[Python 3] Simple Markov Chain Generator

tom_mai78101

The Helper Connoisseur / Ex-MineCraft Host
Staff member
Reaction score
1,667
One time generator

Code:
import random

class MarkovChain:
    def __init__(self):
        self.textData = []
        self.markov = []

    def parseWords(self, words):
        self.textData = words

    def parseTextFile(self, textFilePath):
        with open(textFilePath) as file:
            self.textData = file.read()
      
    def generate(self):
        self.textData = [i.lower() for i in self.textData.split(" ") if i.isalpha()]
        self.markov = {i:[] for i in self.textData}
        for before, after in zip(self.textData, self.textData[1:]):
            self.markov[before].append(after)
        new = list(self.markov.keys())
        seed = random.randrange(len(new))
        currentWord = random.choice(new)
        sentence = [currentWord]
        for i in range(0, random.randrange(15, 30)):
            check = self.markov[currentWord]
            if (len(check) > 0):
                nextWord = random.choice(check)
                sentence.append(nextWord)
                currentWord = nextWord
            else:
                currentWord = random.choice(new)
        return " ".join(sentence)

def main():
    m = MarkovChain()
    m.parseTextFile("test.txt")
    print(m.generate())


if __name__ == "__main__":
    main()

#
# The text test file, "test.txt", contains the following:
#
#         That's where "with a cable" comes in.

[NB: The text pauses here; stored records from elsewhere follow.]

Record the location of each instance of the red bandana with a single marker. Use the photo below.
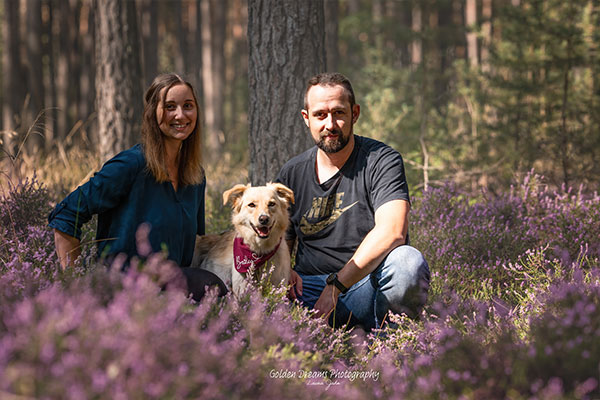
(243, 257)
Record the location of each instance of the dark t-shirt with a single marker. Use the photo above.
(331, 219)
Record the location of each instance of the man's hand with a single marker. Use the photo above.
(295, 285)
(327, 301)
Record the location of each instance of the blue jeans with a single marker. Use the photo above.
(399, 284)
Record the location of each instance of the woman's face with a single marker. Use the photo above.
(178, 114)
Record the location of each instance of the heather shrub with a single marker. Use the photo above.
(27, 261)
(513, 313)
(499, 246)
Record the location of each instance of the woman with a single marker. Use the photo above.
(160, 182)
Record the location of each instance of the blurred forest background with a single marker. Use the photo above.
(473, 91)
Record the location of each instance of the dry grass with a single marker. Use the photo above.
(65, 169)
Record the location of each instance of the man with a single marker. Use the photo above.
(350, 219)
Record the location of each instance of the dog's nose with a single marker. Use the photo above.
(263, 219)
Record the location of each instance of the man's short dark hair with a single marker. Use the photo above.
(330, 79)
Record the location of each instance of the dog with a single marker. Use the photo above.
(260, 219)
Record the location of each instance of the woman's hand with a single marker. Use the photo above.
(295, 285)
(68, 248)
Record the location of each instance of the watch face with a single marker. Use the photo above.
(331, 278)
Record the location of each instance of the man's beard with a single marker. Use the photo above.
(333, 146)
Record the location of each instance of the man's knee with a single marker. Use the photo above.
(403, 281)
(406, 263)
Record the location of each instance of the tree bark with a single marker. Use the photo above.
(416, 51)
(486, 33)
(331, 34)
(287, 46)
(471, 22)
(118, 77)
(149, 28)
(35, 77)
(12, 82)
(86, 79)
(213, 73)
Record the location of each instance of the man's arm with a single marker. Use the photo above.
(389, 232)
(295, 282)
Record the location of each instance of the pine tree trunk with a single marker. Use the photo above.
(486, 32)
(86, 80)
(118, 77)
(471, 22)
(12, 83)
(149, 30)
(287, 46)
(35, 78)
(331, 34)
(416, 51)
(213, 74)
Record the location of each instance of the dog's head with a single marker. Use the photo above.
(260, 212)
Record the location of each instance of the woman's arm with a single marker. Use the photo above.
(68, 248)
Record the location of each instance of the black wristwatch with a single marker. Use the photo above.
(332, 280)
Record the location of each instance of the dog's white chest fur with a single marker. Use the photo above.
(260, 218)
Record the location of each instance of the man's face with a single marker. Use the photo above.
(330, 117)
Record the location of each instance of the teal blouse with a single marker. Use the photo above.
(124, 195)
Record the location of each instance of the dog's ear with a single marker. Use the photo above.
(283, 191)
(234, 194)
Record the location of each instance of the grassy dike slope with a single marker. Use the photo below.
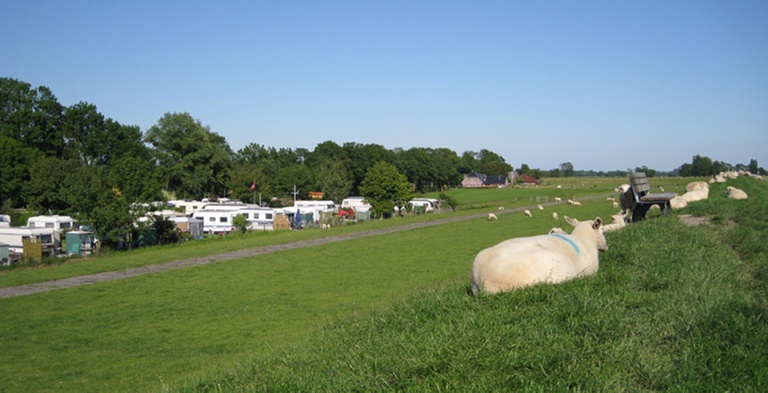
(150, 332)
(673, 307)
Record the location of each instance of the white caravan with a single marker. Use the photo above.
(14, 238)
(216, 221)
(357, 203)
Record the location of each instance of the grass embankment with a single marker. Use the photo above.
(672, 307)
(147, 332)
(471, 200)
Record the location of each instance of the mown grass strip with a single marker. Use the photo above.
(146, 332)
(672, 308)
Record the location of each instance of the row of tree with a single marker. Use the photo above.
(73, 160)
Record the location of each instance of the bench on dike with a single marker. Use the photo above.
(643, 199)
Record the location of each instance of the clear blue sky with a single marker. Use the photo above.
(601, 84)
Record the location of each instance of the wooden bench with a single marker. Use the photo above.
(643, 199)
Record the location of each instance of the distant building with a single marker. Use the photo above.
(476, 180)
(527, 180)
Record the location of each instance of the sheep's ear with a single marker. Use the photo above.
(571, 221)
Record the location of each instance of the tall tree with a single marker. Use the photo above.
(194, 159)
(566, 169)
(332, 179)
(15, 162)
(418, 165)
(297, 177)
(493, 164)
(753, 168)
(247, 182)
(384, 188)
(31, 116)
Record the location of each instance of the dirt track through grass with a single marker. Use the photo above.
(29, 289)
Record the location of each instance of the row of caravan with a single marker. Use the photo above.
(46, 235)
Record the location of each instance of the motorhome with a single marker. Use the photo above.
(427, 204)
(259, 219)
(191, 225)
(81, 243)
(356, 203)
(216, 221)
(323, 205)
(59, 224)
(14, 237)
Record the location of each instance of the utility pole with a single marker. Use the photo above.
(295, 191)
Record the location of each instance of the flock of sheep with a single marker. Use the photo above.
(559, 256)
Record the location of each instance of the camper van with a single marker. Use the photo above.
(189, 206)
(356, 203)
(259, 219)
(59, 224)
(216, 221)
(425, 204)
(14, 238)
(191, 225)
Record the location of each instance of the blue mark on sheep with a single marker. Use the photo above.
(575, 247)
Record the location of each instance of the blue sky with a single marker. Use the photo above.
(601, 84)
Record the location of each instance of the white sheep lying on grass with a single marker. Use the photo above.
(520, 262)
(735, 193)
(696, 195)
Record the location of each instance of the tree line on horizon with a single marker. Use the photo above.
(74, 160)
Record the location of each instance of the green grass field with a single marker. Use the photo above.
(391, 311)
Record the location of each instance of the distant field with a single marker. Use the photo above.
(168, 329)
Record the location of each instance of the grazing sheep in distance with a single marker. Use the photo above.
(735, 193)
(696, 185)
(520, 262)
(678, 202)
(619, 221)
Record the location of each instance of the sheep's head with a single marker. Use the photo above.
(589, 231)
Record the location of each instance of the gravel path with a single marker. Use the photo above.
(29, 289)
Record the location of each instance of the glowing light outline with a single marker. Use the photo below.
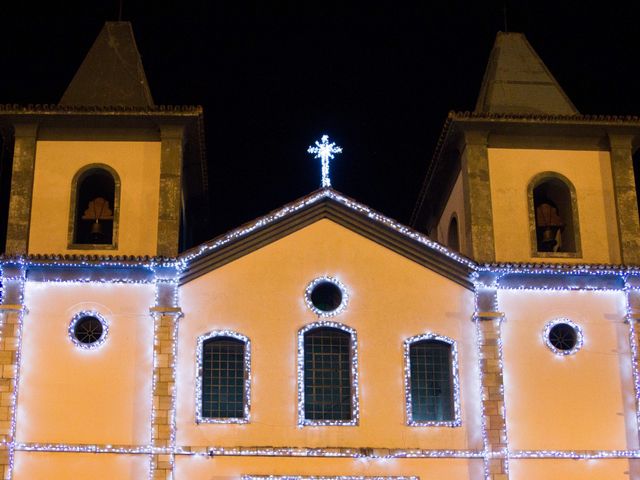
(455, 380)
(247, 378)
(355, 403)
(576, 329)
(79, 316)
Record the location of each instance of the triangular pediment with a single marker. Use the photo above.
(327, 204)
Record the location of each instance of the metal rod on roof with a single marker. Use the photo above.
(504, 14)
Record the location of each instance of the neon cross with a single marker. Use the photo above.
(325, 151)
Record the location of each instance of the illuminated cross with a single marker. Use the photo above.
(325, 151)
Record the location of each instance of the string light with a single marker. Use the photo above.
(325, 151)
(88, 345)
(341, 477)
(560, 321)
(205, 248)
(166, 273)
(355, 406)
(457, 416)
(247, 377)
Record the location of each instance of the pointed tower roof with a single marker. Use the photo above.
(111, 73)
(517, 81)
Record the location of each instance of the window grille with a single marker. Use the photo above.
(223, 378)
(431, 381)
(327, 374)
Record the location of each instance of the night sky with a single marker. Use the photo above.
(378, 78)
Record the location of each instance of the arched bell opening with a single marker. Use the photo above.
(453, 236)
(95, 195)
(554, 215)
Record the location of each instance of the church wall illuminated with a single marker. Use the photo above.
(496, 338)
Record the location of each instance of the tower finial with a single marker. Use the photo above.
(325, 151)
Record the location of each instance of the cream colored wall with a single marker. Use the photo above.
(71, 395)
(455, 204)
(202, 468)
(261, 295)
(610, 469)
(137, 164)
(511, 171)
(80, 466)
(578, 402)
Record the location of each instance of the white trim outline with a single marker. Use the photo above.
(247, 377)
(457, 415)
(77, 318)
(576, 329)
(355, 406)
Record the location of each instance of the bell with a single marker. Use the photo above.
(96, 231)
(548, 239)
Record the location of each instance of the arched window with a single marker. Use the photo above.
(431, 381)
(453, 240)
(223, 384)
(327, 375)
(553, 213)
(95, 192)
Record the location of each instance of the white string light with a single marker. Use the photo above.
(88, 345)
(558, 351)
(247, 377)
(355, 406)
(325, 151)
(457, 415)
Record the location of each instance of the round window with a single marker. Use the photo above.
(88, 330)
(563, 336)
(326, 296)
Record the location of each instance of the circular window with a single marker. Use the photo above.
(563, 336)
(88, 330)
(326, 296)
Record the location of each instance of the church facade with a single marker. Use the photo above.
(496, 338)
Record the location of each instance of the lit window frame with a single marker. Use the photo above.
(247, 378)
(355, 405)
(455, 379)
(79, 316)
(576, 328)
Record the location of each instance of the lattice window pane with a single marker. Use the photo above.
(223, 377)
(327, 374)
(431, 381)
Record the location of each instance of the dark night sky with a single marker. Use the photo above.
(379, 78)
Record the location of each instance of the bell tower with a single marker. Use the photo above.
(526, 178)
(106, 171)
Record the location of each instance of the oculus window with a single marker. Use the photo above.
(88, 330)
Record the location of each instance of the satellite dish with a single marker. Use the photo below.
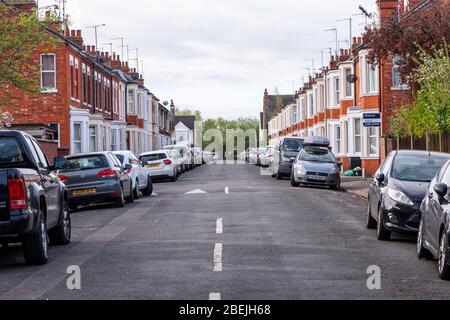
(352, 78)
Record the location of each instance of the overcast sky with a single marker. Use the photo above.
(218, 56)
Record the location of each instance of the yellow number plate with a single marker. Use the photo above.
(84, 192)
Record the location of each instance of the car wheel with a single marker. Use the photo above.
(444, 268)
(371, 222)
(279, 176)
(149, 189)
(382, 233)
(294, 183)
(136, 192)
(120, 201)
(35, 245)
(61, 234)
(130, 199)
(422, 252)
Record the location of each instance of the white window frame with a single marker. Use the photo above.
(48, 89)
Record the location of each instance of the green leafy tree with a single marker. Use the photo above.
(20, 35)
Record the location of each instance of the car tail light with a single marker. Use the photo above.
(107, 173)
(17, 194)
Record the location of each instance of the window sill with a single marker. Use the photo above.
(401, 88)
(49, 91)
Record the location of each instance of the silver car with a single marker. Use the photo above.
(316, 165)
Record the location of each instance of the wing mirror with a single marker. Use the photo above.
(380, 177)
(59, 163)
(441, 190)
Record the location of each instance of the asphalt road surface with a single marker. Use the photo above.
(228, 232)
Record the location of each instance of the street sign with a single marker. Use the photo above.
(372, 119)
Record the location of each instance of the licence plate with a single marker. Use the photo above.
(84, 192)
(318, 178)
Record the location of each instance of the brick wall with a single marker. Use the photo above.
(50, 149)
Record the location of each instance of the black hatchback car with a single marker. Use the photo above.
(434, 229)
(398, 189)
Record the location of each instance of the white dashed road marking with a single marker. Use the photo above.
(218, 257)
(219, 226)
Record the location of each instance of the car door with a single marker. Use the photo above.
(438, 208)
(50, 183)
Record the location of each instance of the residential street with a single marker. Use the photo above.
(277, 243)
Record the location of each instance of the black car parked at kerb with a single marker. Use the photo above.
(33, 201)
(398, 189)
(434, 229)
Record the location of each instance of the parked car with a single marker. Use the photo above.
(178, 159)
(397, 191)
(185, 154)
(252, 155)
(161, 164)
(261, 152)
(96, 177)
(316, 165)
(33, 201)
(286, 151)
(434, 228)
(139, 174)
(198, 156)
(266, 157)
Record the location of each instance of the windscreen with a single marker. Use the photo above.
(416, 167)
(86, 163)
(316, 155)
(10, 152)
(292, 145)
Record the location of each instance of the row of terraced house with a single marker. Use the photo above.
(89, 100)
(339, 102)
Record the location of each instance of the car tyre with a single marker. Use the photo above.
(149, 189)
(61, 234)
(371, 222)
(279, 176)
(444, 267)
(422, 252)
(382, 233)
(35, 245)
(120, 201)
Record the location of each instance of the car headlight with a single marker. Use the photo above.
(335, 170)
(400, 197)
(301, 170)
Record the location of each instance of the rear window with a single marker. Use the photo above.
(417, 168)
(154, 157)
(292, 145)
(10, 151)
(86, 163)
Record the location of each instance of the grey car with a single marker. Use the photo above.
(96, 178)
(316, 165)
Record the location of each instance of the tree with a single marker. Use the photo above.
(20, 35)
(425, 29)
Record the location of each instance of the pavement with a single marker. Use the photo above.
(226, 232)
(356, 185)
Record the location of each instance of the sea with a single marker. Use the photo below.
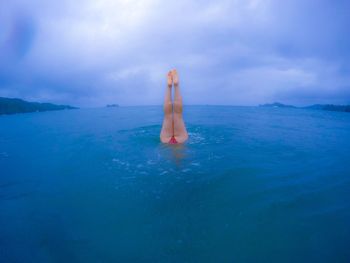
(252, 184)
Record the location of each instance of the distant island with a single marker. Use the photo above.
(12, 106)
(277, 105)
(328, 107)
(112, 105)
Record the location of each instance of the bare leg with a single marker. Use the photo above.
(168, 125)
(180, 132)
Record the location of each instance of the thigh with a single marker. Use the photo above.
(180, 131)
(167, 129)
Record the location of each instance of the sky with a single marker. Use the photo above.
(240, 52)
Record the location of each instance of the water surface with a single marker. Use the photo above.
(251, 185)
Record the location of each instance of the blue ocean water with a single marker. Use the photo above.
(251, 185)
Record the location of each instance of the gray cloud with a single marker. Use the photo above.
(90, 53)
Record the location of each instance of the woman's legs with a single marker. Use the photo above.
(168, 126)
(180, 132)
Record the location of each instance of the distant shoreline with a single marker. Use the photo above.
(13, 106)
(327, 107)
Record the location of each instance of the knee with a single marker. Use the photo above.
(168, 107)
(178, 106)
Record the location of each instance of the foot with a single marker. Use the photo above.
(175, 77)
(169, 79)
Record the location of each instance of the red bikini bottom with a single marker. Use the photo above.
(173, 140)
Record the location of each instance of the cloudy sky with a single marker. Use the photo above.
(238, 52)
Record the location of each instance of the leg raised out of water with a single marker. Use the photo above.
(168, 124)
(180, 132)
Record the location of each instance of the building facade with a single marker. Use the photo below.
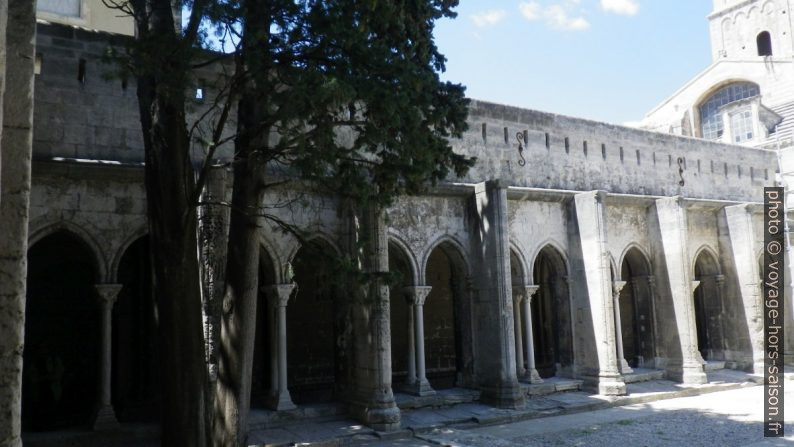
(592, 251)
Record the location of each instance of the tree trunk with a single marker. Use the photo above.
(238, 320)
(15, 151)
(172, 218)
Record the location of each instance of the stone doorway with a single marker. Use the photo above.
(315, 326)
(637, 322)
(708, 306)
(62, 333)
(443, 327)
(551, 315)
(263, 373)
(400, 312)
(134, 374)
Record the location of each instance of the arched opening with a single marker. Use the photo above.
(708, 306)
(262, 368)
(314, 326)
(551, 322)
(401, 339)
(62, 333)
(134, 378)
(764, 43)
(445, 273)
(519, 319)
(636, 311)
(712, 125)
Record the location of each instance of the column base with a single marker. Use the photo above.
(280, 401)
(105, 418)
(624, 367)
(421, 389)
(507, 395)
(694, 375)
(531, 376)
(689, 374)
(607, 384)
(384, 418)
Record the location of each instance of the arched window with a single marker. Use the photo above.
(711, 124)
(764, 42)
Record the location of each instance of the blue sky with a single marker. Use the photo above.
(607, 60)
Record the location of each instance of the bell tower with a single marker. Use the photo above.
(750, 29)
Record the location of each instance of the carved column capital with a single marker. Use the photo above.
(518, 295)
(617, 286)
(417, 294)
(532, 290)
(278, 294)
(108, 293)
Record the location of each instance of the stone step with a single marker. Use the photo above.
(553, 385)
(714, 365)
(643, 375)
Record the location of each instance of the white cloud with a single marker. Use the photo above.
(635, 124)
(557, 15)
(530, 10)
(622, 7)
(488, 18)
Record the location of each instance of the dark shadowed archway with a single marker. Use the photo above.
(446, 358)
(551, 325)
(134, 379)
(263, 373)
(62, 333)
(636, 310)
(400, 312)
(314, 326)
(708, 306)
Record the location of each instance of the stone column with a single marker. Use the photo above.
(494, 337)
(529, 343)
(741, 235)
(369, 388)
(719, 282)
(418, 294)
(698, 355)
(106, 417)
(19, 39)
(277, 297)
(592, 241)
(617, 286)
(410, 381)
(652, 320)
(518, 298)
(671, 214)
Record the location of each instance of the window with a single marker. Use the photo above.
(742, 125)
(711, 124)
(764, 42)
(68, 8)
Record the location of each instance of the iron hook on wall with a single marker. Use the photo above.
(521, 142)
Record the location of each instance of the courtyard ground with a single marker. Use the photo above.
(726, 418)
(724, 412)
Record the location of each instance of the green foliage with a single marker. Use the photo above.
(353, 93)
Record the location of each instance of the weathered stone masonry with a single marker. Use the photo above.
(589, 261)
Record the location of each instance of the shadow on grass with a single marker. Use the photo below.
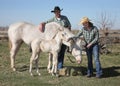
(113, 71)
(26, 68)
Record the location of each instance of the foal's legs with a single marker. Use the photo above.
(14, 49)
(35, 56)
(49, 62)
(36, 63)
(54, 65)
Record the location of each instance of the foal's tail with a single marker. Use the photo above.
(10, 44)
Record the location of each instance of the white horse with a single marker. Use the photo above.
(52, 46)
(26, 32)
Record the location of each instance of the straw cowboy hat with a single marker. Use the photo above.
(84, 20)
(56, 8)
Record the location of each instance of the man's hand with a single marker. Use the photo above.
(89, 45)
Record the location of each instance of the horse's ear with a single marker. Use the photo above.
(81, 38)
(71, 40)
(61, 28)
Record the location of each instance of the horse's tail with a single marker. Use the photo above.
(10, 44)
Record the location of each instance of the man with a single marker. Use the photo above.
(91, 36)
(63, 21)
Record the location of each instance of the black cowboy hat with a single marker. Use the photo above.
(56, 8)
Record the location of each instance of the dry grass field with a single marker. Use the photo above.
(110, 64)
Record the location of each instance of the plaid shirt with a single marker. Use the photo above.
(63, 21)
(90, 36)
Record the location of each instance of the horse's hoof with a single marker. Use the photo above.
(39, 74)
(14, 69)
(31, 74)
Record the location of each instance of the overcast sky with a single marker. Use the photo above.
(36, 11)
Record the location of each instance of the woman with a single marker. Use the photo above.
(91, 36)
(63, 21)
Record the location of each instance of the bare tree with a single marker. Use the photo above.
(105, 23)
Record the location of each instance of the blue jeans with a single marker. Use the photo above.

You secure it to something that'd require them to have tools to cut the cable, which is
#         slightly less likely. Most burglaries are fairly quick, because they make noise and every minute spent inside gets the burglar
#         a minute closer to getting caught. The kind of burglar who doesn't get caught tries to spend less than 3 minutes on-premises.
#         Bringing along a toolbox increases noise, decreases agility, and makes it harder to carry fenceable items away. So they don't
#         tend to have a nice pair of bolt cutters unless they're stupid or know in advance something valuable requires them. It's not
#         foolproof, but it's a way to increase the odds the burglar won't be able to steal some things you'd really rather them not
#         steal. Sort of like putting locks on the door. Some "burglars" try every knob they see and are more than happy to enter an
#         unlocked car/residence. But others are willing to kick the door in or break a window, taking added risk they'll be caught.
#         That doesn't make a lock "useless", it means the lock protects you from some unknown % of risk. That's what the safe with a
#         cable does: it shaves some percentage points of your risk away.
#
#
# The contents of "test.txt" can be anything.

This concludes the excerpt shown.